David has an ability to attract high powered people as he had done so with Dr John White who was attracted not only to David as a person but who also admired his accomplished product skills, and through Dr John White, David met Bob Morton of Burgess Group and following this meeting a takeover bid was offered and a deal soon struck. One of the reasons for agreement to this takeover was that it was felt it would give tightly held Coin Controls shares more marketability under the Burgess Group banner.
David also felt total comfort and security with Burgess Group and as most of us know talented designers and inventors need to feel they have both of these qualities to carry on with their work. Once the deal had been signed, sealed and delivered Bill Houston left and was genuinely sad to go but his job had been superseded with the takeover, Bill had entered Coin Controls on a purely professional basis but when he left he went as a friend, quite different from the hardnosed City man that had entered the company.

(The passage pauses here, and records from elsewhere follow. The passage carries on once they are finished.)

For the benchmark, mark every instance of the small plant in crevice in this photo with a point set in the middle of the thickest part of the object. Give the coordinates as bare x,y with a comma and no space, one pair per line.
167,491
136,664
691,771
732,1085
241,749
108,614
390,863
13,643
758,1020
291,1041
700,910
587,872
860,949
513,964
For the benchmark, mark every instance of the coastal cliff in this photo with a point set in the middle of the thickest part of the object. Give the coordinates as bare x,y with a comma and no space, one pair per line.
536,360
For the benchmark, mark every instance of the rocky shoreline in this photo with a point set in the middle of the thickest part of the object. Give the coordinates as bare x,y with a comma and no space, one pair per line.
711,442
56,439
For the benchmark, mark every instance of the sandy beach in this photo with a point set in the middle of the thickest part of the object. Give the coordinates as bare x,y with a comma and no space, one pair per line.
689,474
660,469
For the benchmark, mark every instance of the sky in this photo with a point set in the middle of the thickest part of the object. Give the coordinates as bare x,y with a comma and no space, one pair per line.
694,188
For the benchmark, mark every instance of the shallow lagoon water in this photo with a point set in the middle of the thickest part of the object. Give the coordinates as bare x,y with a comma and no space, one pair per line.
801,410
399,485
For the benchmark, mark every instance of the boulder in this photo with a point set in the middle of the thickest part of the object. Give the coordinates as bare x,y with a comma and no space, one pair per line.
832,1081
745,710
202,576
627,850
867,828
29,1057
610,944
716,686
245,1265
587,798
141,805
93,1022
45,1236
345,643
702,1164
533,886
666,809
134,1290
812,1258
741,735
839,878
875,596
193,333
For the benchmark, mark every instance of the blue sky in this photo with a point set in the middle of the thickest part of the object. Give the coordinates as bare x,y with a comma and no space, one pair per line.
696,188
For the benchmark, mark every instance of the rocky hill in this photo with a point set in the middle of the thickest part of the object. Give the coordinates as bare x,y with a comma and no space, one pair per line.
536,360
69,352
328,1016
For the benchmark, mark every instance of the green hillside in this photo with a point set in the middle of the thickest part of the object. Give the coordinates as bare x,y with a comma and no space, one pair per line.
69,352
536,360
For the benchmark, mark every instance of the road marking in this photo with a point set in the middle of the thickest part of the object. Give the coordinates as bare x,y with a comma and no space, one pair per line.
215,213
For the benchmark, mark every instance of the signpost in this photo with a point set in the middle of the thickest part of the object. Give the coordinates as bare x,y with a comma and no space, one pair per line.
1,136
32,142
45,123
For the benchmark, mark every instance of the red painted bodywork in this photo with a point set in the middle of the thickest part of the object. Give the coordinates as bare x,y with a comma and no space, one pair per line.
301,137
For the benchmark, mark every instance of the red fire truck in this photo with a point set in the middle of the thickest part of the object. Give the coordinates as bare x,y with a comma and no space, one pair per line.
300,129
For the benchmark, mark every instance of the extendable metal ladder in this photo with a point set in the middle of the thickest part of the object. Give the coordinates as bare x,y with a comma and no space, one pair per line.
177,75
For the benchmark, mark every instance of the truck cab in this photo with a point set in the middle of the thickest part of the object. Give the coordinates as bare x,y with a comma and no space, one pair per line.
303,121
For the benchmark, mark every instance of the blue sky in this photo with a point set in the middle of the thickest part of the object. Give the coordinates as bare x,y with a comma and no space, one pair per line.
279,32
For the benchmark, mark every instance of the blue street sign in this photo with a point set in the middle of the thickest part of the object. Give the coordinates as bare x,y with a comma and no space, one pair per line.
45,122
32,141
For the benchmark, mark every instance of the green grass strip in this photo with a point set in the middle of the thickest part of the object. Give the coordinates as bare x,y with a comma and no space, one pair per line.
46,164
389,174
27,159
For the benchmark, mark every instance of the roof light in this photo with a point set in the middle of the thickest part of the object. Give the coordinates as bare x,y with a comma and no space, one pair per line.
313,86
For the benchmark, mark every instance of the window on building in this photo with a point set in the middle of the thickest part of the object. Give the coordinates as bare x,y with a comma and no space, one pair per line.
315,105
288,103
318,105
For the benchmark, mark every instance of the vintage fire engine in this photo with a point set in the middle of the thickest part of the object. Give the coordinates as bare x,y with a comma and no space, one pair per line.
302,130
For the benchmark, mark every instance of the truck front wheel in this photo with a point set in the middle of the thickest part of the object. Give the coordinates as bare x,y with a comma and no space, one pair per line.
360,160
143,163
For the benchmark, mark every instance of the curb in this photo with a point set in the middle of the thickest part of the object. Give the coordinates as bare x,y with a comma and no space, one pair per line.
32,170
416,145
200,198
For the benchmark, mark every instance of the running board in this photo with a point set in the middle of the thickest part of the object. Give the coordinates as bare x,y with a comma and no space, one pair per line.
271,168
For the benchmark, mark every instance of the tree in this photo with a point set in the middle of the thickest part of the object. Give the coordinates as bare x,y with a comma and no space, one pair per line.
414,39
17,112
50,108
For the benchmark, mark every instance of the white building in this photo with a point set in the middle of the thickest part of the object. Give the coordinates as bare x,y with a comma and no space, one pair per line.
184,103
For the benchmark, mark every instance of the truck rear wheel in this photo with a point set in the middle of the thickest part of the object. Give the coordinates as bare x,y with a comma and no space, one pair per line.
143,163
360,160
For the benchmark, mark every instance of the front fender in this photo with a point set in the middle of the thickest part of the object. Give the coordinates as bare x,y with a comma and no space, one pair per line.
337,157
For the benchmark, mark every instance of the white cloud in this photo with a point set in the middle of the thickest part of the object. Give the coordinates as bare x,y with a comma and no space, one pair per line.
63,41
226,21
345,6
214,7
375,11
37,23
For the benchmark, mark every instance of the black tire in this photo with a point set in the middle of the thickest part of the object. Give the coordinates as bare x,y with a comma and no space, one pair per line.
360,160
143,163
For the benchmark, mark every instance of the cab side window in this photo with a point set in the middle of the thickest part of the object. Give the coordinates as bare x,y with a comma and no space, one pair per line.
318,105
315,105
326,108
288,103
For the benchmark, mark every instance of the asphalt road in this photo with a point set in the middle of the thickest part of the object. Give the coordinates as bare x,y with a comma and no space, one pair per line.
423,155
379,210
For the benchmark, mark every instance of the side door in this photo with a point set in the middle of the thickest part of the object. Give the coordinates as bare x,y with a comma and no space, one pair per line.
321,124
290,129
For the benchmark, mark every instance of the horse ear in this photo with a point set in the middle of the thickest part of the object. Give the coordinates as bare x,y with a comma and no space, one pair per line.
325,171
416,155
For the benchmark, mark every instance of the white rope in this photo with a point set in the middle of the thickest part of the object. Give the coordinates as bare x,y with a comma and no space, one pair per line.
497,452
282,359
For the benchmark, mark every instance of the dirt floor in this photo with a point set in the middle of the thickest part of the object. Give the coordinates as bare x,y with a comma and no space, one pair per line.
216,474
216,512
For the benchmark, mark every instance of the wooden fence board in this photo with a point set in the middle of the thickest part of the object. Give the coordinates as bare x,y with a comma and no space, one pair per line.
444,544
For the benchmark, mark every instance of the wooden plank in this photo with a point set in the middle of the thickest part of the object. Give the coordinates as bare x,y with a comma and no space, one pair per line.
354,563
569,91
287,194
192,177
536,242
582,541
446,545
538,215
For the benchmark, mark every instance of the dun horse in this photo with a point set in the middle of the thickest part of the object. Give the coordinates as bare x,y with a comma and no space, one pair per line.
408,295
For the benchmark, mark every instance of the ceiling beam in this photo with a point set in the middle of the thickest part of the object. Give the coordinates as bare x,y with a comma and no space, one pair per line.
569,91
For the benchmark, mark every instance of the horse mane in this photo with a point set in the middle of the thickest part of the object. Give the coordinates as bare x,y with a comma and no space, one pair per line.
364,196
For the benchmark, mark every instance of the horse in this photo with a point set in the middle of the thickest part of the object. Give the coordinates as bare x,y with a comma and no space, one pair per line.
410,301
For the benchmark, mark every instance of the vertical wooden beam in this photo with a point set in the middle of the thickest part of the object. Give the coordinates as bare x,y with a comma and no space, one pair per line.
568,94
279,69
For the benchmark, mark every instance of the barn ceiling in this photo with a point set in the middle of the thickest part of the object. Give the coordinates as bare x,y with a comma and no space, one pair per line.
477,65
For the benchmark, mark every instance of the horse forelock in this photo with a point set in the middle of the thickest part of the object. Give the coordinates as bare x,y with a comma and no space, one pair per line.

Despite the fact that two of David’s partners took their money once the takeover had been completed, he felt an emotional attachment and this was far too strong for David to even consider taking his money, so he stayed and took a seat on the Burgess Group board, and he didn’t sell any of his shares and this made him one of the largest individual shareholders in the Burgess Group, and since the takeover Coin Controls had raced ahead and so had the shares!!
The development and design of their S10 mechanism had achieved great success for them, and a huge order from the Post Office justified the costs of tooling up for this mechanism these costs over the years were repaid over and over again. Such was the success of the S10 coin mechanism, coin hoppers and coin doors followed by another of their great success stories; the Sentinel.
Over the years Coin Controls had created numerous subsidiary companies many of which were now owned by their managers, still keeping a few for themselves, and many independent companies in the north of England in the same field owe their existence to the original industry of David Bellis. Operating was originally tackled by Jimmy Horrocks’s connection both with Sheffield Automatics and Salford Automatics and these ran side by side for many years despite the fact that Jimmy was in semi retirement. Semi retirement or not he was always available to the company and gave them general support and also had a great knowledge of the world, Jimmy was the dealmaker and if a deal had to be struck it was always Jimmy that David called for.